September 19, 2019

What Attorneys Need to Know About Marketability Discounts

While the IRS identifies many valuation concepts to consider in preparing valuation reports, they less frequently specifically require methods to be used or how they should be applied. One such exception is Revenue Ruling 77-287. This Revenue Ruling outlines applying restricted stock transactions to determine marketability discounts and identifies the most important attributes to determining the discount’s magnitude.

Based on a SEC Study

The Revenue Ruling was based on financial metrics of a study performed by the Securities and Exchange Commission analyzing 1960s restricted stock transactions, which interestingly preceded current rules for determining restrictions under their Rule 144. Some criteria enunciated in the Revenue Ruling still provide a reasonable basis, whereas others do not.

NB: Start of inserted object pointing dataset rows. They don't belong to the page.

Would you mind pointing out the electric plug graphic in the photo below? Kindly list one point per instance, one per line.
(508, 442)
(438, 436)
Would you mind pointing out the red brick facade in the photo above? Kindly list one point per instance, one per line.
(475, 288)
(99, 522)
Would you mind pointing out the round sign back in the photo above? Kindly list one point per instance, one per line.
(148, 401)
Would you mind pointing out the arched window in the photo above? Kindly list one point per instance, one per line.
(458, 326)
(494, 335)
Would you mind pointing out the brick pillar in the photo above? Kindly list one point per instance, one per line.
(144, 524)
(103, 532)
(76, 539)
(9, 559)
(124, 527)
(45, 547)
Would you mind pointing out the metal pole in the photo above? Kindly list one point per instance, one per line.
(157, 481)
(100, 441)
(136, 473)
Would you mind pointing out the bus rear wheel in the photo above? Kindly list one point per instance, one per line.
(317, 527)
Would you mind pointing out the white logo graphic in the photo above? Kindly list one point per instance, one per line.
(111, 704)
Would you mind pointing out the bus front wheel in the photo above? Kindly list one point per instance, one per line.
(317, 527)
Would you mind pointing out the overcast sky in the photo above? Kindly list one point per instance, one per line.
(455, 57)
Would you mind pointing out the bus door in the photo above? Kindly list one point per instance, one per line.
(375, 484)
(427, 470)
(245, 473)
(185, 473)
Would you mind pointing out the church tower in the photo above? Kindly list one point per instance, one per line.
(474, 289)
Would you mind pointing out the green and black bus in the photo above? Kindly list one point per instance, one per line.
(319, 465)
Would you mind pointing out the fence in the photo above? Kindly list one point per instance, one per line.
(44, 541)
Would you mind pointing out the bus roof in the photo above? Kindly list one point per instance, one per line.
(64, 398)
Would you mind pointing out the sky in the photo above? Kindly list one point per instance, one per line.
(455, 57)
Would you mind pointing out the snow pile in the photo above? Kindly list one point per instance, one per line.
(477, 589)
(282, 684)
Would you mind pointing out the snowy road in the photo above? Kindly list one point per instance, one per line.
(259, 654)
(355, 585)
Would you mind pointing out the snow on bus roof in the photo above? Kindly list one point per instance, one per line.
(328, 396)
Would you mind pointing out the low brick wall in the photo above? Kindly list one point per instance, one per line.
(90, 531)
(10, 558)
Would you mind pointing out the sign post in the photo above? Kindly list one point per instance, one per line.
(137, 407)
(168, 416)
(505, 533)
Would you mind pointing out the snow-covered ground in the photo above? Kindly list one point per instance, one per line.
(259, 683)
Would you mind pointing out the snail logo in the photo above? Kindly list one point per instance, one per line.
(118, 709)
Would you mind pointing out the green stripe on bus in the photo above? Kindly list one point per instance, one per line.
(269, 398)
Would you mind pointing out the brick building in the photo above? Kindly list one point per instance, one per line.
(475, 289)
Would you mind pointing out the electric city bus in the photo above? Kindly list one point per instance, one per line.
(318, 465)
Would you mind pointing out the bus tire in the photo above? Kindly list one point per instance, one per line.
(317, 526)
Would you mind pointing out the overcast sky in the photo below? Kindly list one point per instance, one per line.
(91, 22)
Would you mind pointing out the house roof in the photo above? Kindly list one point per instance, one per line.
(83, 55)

Do the reports that you receive from your valuation experts identify and explain this important Revenue Ruling? Have your experts analyzed the data based on the criteria outlined in the Revenue Ruling?

Subject Expert

Martin Greene CPA\ABV, ASA, is an expert in determining marketability discounts. He has co-authored an article on how valuation experts should evaluate restricted stocks to comply with this Revenue Ruling. His article, published by Business Valuation Resources, is a treatise on marketability discounts.

Reviews

The authors of the Stout Restricted Stock Study™ (formerly FMV Restricted Stock Study™) have praised Mr. Greene’s work, and Willamette Management Associates, formerly owned by Shannon Pratt, quoted this work and included these findings with the most prestigious studies of the last 40 years. Furthermore, a recent panel of valuation experts in a national webinar on marketability offered by Business Valuation Resources identified and applied steps from this article.

Fair Market Value

Sometimes the concept of fair market value may not adequately be understood. Unfortunately for both attorneys and CPAs, sometimes judges and the IRS may not completely comprehend fair market value either, and what may be worse, other valuators also may not completely grasp this notion. By definition, fair market value should be based on hypothetical buyers and sellers; however, at times circumstances applicable to the actual buyer or seller are substituted for the hypothetical buyer or seller — and this can significantly change value. We see this difficulty comes when assuming events surrounding the actual decedent, donor, or litigant are applied to the hypothetical seller, which frequently can even overstate the value. In fact, several tax court decisions have been reversed by applying actual fact patterns to hypothetical buyers and sellers.

At Greene Valuation, we have instituted procedures to ensure this will not happen. We explain this carefully in our reports and identify the hypothetical factor pattern versus the actual. We also thoroughly explain this significant difference to the courts and to the IRS.